Outros nem isso. Um dos casos simbólicos é a Meta. Até 2021 chamada de Facebook, a empresa mudou de nome para atestar seu compromisso com o metaverso, mescla entre os mundos físico e digital. A porta de entrada para essa realidade são os óculos de realidade aumentada Quest. Por isso, ela foi uma das norte-americanas a fazer lobby pelo Wi-fi na faixa dos 6 Ghz. Só assim, o equipamento funcionaria plenamente, argumentava. O aparelho está em sua terceira versão e ainda não é vendido no Brasil.

Enquanto isso, os equipamentos para internet móvel via 6 Ghz, inexistentes em 2020, tiveram os primeiros protótipos apresentados em 2023 e chegam ao mercado em 2025. As chinesas já querem vender e as teles, a começar pelas chinesas e indianas, já buscam comprá-los.

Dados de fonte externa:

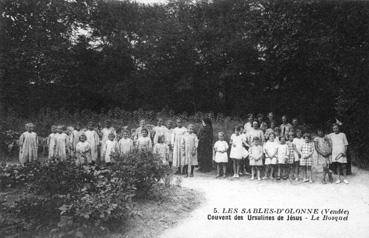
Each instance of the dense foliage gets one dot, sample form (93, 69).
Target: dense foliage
(307, 58)
(62, 199)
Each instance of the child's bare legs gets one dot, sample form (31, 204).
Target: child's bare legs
(258, 172)
(224, 169)
(266, 170)
(272, 168)
(236, 168)
(297, 170)
(252, 172)
(192, 169)
(341, 166)
(218, 169)
(241, 167)
(325, 172)
(304, 173)
(309, 172)
(290, 171)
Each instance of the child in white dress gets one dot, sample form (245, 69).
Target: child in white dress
(306, 160)
(159, 130)
(339, 148)
(61, 144)
(94, 141)
(161, 149)
(168, 140)
(256, 158)
(236, 143)
(105, 132)
(189, 151)
(51, 142)
(282, 156)
(111, 148)
(125, 145)
(144, 143)
(28, 145)
(83, 151)
(220, 155)
(323, 150)
(298, 141)
(270, 151)
(176, 141)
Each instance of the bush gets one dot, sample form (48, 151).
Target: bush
(62, 178)
(143, 169)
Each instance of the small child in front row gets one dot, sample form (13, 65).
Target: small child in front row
(256, 158)
(291, 157)
(220, 155)
(270, 151)
(125, 144)
(324, 149)
(61, 144)
(110, 148)
(83, 151)
(306, 160)
(236, 150)
(28, 145)
(189, 146)
(282, 156)
(143, 142)
(161, 150)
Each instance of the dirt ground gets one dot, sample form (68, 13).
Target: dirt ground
(155, 215)
(245, 193)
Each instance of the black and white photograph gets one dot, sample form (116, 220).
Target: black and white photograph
(184, 118)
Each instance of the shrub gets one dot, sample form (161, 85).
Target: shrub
(62, 178)
(143, 169)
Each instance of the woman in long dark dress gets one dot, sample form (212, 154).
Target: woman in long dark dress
(205, 148)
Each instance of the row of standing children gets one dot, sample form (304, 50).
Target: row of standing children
(175, 146)
(281, 152)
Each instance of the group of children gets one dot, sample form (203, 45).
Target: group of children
(177, 146)
(259, 147)
(282, 152)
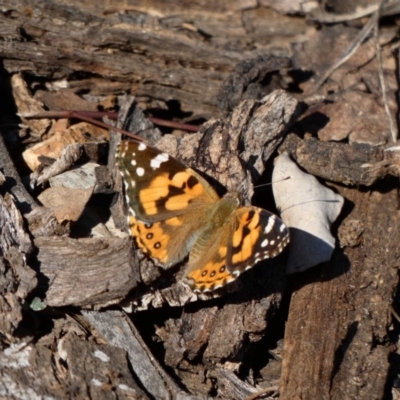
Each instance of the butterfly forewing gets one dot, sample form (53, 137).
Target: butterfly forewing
(173, 211)
(158, 186)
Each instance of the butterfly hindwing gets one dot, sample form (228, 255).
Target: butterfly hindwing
(258, 235)
(174, 212)
(250, 235)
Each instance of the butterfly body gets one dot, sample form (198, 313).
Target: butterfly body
(174, 212)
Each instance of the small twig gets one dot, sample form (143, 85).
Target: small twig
(91, 116)
(349, 52)
(381, 75)
(263, 392)
(385, 10)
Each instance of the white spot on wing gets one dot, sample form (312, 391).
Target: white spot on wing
(270, 225)
(160, 158)
(140, 171)
(102, 356)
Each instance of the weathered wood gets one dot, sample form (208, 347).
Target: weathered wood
(148, 50)
(86, 271)
(340, 313)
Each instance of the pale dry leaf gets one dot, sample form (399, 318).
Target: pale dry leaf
(309, 209)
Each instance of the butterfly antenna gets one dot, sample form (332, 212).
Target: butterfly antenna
(271, 183)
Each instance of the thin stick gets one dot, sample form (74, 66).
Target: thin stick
(382, 80)
(349, 52)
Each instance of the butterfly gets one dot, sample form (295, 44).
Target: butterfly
(174, 212)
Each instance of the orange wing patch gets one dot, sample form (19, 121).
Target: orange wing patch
(210, 277)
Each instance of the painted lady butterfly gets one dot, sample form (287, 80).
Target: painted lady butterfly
(174, 212)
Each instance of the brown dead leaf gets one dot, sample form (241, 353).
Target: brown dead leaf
(53, 147)
(67, 204)
(28, 105)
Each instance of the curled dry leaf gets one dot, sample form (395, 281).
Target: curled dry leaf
(309, 209)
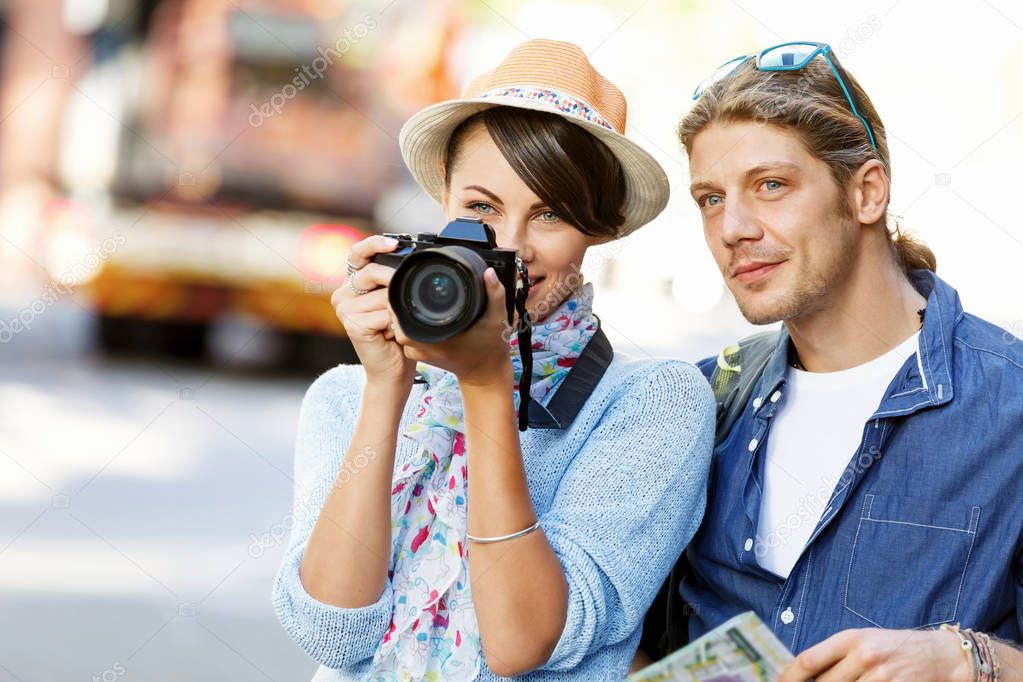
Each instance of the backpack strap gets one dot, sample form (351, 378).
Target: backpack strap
(735, 376)
(738, 370)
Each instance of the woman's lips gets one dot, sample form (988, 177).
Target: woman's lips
(755, 271)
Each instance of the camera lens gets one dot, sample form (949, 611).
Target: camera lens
(438, 293)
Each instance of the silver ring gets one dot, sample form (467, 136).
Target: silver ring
(350, 268)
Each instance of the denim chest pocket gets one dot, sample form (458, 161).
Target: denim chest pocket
(908, 560)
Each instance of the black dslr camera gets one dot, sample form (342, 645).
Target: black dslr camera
(438, 289)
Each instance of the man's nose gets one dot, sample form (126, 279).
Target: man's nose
(739, 224)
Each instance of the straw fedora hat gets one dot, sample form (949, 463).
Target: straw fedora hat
(546, 76)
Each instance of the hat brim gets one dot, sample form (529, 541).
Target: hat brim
(424, 141)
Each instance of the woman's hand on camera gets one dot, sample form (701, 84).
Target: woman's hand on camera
(479, 355)
(367, 319)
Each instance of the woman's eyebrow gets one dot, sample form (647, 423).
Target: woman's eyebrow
(483, 190)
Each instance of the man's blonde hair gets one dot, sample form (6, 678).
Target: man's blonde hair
(810, 102)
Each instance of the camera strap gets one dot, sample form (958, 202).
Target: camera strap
(525, 332)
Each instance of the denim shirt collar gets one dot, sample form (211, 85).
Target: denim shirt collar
(926, 380)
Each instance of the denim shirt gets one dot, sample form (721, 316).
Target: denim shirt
(924, 526)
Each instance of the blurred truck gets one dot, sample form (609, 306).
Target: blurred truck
(254, 141)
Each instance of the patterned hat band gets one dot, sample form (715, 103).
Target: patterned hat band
(564, 103)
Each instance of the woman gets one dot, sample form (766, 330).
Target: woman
(391, 573)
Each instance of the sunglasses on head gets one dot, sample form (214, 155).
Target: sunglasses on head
(789, 56)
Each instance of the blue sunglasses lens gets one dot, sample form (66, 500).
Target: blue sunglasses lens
(787, 56)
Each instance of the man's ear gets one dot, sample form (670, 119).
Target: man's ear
(871, 192)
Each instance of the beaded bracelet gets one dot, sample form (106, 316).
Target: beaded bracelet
(992, 655)
(968, 646)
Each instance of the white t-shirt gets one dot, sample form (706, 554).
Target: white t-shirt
(815, 433)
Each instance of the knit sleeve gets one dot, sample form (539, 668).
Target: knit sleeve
(332, 636)
(628, 505)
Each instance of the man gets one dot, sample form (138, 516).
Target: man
(866, 487)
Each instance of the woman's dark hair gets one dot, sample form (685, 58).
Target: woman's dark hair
(569, 169)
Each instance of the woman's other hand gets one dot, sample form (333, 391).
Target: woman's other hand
(367, 319)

Enquanto isso, os pedidos de nulidade começaram a correr dentro da Anatel. As associações representantes das empresas já foram chamadas a se manifestar. Depois, a procuradoria da agência analisa a questão e a remete ao conselho.

O que está em jogo é o futuro do Wi-fi e do 6G brasileiros. O desfecho, no entanto, será o resultado de um cabo de guerra entre aspectos tecnológicos e tensões geopolíticas. E as mãos de poderosos da China e dos EUA estarão puxando de um lado e de outro desta corda.